Passo a passo do infuso digestivo
- Pese de 2 a 4 g de parte aérea seca e rasurada. Rasurada quer dizer picada — não inteira, não em pó. Planta inteira extrai menos; pó extrai rápido demais e passa material fino para a xícara.
- Ferva 250 mL de água potável e desligue o fogo. O Formulário exige que a água usada em preparações extemporâneas seja potável, filtrada ou fervida antes do emprego.
- Despeje sobre a planta e tampe. Tampar segura o óleo volátil, que compõe de 0,3 a 1,4% da droga vegetal.
- Espere de 10 a 15 minutos e coe. É o dobro do tempo da camomila, que infunde de 5 a 10 minutos (chá de camomila) — a parte aérea da mil-folhas é material mais lenhoso que uma inflorescência.
- Beba 250 mL, dez minutos após o preparo, de três a quatro vezes ao dia.

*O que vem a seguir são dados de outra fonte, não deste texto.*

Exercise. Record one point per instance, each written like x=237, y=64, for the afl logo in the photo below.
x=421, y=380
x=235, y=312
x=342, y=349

O horário que trocou de lugar entre Brasil e Europa
Aqui está a divergência mais curiosa deste preparo. O Formulário manda tomar o infuso “30 minutos antes das refeições”. A monografia europeia, para o mesmo chá e a mesma indicação digestiva, manda tomar entre as refeições — e reserva os “30 minutos antes das refeições” para as preparações líquidas (extrato, suco, tintura) e apenas na indicação de perda temporária de apetite.
A indicação de apetite não foi adotada no Brasil. A instrução de horário que pertencia a ela, sim. E o Formulário aplica o “entre as refeições” justamente onde a Europa não pede: na tintura.
Isso não torna o chá perigoso — o horário não muda dose nem segurança. Mas mostra que o texto brasileiro reorganizou instruções da fonte que declara seguir, e é o tipo de detalhe que só aparece com os dois documentos abertos lado a lado.
Flor ou parte aérea: são duas drogas vegetais
Se o rótulo do seu produto diz “flores de mil-folhas”, a referência europeia é outra. A EMA mantém duas monografias separadas para a espécie: Millefolii herba, a parte aérea, e Millefolii flos, só as flores. E as doses não coincidem:
- parte aérea, uso digestivo: 1,5 a 4 g, três a quatro vezes ao dia;
- flor, uso digestivo: 1,5 a 2 g, duas vezes ao dia;
- parte aérea, compressa: 3 a 4 g. Flor, compressa: 1,5 g.
O Formulário brasileiro tem uma monografia só, e ela é da parte aérea. Comprar flor e usar a dose da parte aérea é dobrar a exposição diária em relação ao texto europeu correspondente.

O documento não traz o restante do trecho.